Over the past few weeks, U.S. bond prices have declined (close to a semi-crash), and their yields have skyrocketed. Don’t think because you are not directly invested in bonds that what’s going on in the bond market will not affect you. The bond market is much larger than the stock market and a bond market crash can have a major impact on stocks as most major public companies float bonds.
U.S. Bond Sell-Off Speeding Up as Investors Flee
The chart below shows that since February of this year, yields on the 10-year U.S. Treasury Notes have increased by 39%! When bond yields jump higher, it means bond prices are declining and that affects other securities like corporate bonds.
Chart Courtesy of StockCharts.com
10-year U.S. bonds yields—a barometer for the bonds market—are now well above their 200-day moving average and above the 50-day moving average. Classical technical analysis tells us this means the move to the upside is strong and will continue.
For some reason (which I’m sure we will soon find out), investors are becoming less interested in U.S. bonds.

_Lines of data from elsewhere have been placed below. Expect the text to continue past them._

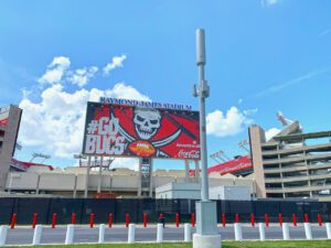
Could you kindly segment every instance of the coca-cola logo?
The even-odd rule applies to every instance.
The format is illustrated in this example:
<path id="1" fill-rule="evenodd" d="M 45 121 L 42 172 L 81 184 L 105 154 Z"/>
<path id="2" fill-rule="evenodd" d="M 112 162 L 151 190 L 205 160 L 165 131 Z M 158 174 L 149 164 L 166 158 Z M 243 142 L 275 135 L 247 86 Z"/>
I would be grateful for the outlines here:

According to the Investment Company Institute (ICI), long-term bond mutual funds inflows between February and March have declined by 64%! Data for the month of April is not out yet. (Source: Investment Company Institute, last accessed May 12, 2015.)
Hence, we have a “perfect storm” happening in the bond market. What I want my readers to know is that the rising yield on the 10-year U.S. Treasury will affect other financial instruments tied to interest rates. At the basic level, major public companies that issue bonds to fund their operations will need to raise the rates their bonds pay so they can compete against the yield of U.S. Treasuries. Moreover, mortgage rates will rise. In fact, the 30-year fixed mortgage rate is now at its highest level in seven months. Interest rates on credit cards will rise as well. (Source: Stockhouse, last accessed May 12, 2015.)
How can the stock market continue to rise in value when the yields on bonds are rising so quickly? The answer is: it can’t.